The first is to future proof our brands to thrive in a world of connected and predictive data, a world that has shifted from e-commerce to everywhere commerce. This means investing in mining and integrating the diverse data sets (social data, search data, site data, location data) that every brand today has at their disposal to better understand user needs in real time.



It means interrogating our brands’ e-commerce platforms to ensure we are ready to sell not just on site but off site and in the stream. It means interrogating the path to purchase to remove friction and building hooks and habits at every stage of the journey – subscription models perhaps, or smart packaging that automatically triggers replenishment. Subscription models need no longer be the preserve of big brands or corporations – the Cups Coffee app offers pre-paid and subscription packages for New York’s independent coffee shops, for example.

The second is to ensure that our brands reward interaction at every touchpoint. That every interaction, however fleeting, is a delightful and valuable one.

This means opening up new dimensions in how we think about branding. Thinking not just about tone of voice or look and feel, but about the body language of a brand in the digital space. How do our brands feel, swipe and gesture? What are the ergonomics of our brand? In the world of invisible technology, micro-interactions are king. (It is interesting to note that even Siri, Apple’s much maligned personal assistant is slowly developing a personality).



It means thinking about online retail as a brand experience. As buy now buttons remove the need to visit retailer’s sites, we must build a desire to visit those sites, thinking of them less at digital catalogues and more as concept stores where every interaction is carefully considered and infused with brand promise.
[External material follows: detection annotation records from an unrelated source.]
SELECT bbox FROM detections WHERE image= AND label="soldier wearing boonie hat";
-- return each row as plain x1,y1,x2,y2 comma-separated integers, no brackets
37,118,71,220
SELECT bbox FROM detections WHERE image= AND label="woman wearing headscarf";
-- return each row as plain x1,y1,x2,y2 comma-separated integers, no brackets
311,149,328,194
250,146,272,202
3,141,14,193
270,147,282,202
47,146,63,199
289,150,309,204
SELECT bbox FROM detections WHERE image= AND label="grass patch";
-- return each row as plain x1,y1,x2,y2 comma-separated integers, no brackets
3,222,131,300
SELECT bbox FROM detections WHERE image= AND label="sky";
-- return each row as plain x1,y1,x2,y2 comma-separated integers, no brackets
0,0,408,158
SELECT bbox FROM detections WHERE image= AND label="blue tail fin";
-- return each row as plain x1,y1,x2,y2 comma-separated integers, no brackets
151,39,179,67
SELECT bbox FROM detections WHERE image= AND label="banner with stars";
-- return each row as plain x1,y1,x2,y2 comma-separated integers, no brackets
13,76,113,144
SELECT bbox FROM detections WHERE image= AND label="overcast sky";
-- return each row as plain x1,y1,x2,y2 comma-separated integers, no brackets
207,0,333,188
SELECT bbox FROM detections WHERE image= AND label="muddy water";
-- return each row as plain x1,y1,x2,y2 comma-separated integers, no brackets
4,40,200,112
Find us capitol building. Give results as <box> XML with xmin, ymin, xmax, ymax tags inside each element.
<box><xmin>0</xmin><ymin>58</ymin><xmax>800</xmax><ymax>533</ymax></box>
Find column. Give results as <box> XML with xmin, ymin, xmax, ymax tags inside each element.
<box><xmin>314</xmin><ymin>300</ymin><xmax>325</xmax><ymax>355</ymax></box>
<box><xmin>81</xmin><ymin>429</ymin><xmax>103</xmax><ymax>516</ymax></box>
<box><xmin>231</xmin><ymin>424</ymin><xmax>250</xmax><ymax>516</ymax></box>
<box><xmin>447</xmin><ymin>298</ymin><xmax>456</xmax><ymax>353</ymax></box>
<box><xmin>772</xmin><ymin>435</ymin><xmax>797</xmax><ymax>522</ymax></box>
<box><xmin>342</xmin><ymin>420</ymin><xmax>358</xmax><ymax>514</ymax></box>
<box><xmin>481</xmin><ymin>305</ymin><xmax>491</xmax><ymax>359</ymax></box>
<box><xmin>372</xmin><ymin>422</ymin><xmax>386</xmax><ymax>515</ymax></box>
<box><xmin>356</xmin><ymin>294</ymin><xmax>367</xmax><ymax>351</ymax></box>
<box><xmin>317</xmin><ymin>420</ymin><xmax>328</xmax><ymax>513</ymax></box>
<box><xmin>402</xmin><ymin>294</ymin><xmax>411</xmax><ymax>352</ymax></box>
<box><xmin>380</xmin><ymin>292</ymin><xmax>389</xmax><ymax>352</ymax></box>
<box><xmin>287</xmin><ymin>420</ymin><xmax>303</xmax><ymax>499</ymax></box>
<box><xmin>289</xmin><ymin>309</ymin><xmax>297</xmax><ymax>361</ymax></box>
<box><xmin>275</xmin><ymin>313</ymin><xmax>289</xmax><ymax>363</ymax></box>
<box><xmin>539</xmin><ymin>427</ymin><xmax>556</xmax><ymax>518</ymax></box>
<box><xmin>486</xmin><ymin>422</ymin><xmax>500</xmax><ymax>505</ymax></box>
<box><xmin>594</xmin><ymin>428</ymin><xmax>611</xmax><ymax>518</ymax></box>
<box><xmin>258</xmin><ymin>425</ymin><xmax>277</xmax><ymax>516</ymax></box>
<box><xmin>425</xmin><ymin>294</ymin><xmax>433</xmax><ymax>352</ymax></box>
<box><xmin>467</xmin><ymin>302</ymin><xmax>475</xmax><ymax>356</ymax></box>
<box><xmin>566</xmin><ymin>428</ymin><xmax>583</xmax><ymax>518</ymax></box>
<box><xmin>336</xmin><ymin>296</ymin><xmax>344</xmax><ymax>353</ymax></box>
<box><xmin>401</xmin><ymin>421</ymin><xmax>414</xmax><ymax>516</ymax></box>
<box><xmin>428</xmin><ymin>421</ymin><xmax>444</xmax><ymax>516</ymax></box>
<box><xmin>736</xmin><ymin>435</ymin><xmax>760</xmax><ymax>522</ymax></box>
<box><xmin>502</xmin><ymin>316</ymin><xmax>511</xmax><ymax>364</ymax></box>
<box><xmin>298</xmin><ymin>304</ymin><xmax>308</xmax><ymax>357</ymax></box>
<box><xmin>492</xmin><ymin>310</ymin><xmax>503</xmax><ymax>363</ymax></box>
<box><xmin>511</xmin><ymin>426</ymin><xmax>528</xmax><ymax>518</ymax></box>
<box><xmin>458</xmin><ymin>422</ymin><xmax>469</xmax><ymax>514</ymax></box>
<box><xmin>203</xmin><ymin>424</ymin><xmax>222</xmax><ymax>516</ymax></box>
Net-a-Porter, as ever, are ahead of the curve, supplementing its core site with not only a shoppable magazine but a new shopping app infused with social context-the Net-Set app.

It means lavishing ever greater care and attention to how users encounter our brands in the physical space. Packaging and delivery experiences will become critical touchpoints in our arsenal. No category will be immune: subscription based tampon company Lola marries personalisation (design your own assortment) to beautiful, minimal product design (and a beautiful, minimal online interface).



Most importantly, it means giving our brands a clear purpose and reason for being in the digital space. Purpose is an over-used (and abused) word when it comes to branding, often confused with CSR initiatives. In practice, it’s simple: What does this brand do (not say) to add value to its users? Brand positioning is no longer enough. In the world of invisible technology, brands need an active brand purpose – a purpose that comes to life through digital products and services that deliver genuine value for the user. In a world of invisible interactions, only the truly valuable will command time and attention.

In summary, we must minimise effort on one hand while maximising reward on the other. Designing our systems and databases to seamlessly integrate with the world of invisible technology and our brand experiences to stand out. Crafting experiences where every micro-interaction is not only delightful, but offers real and tangible value.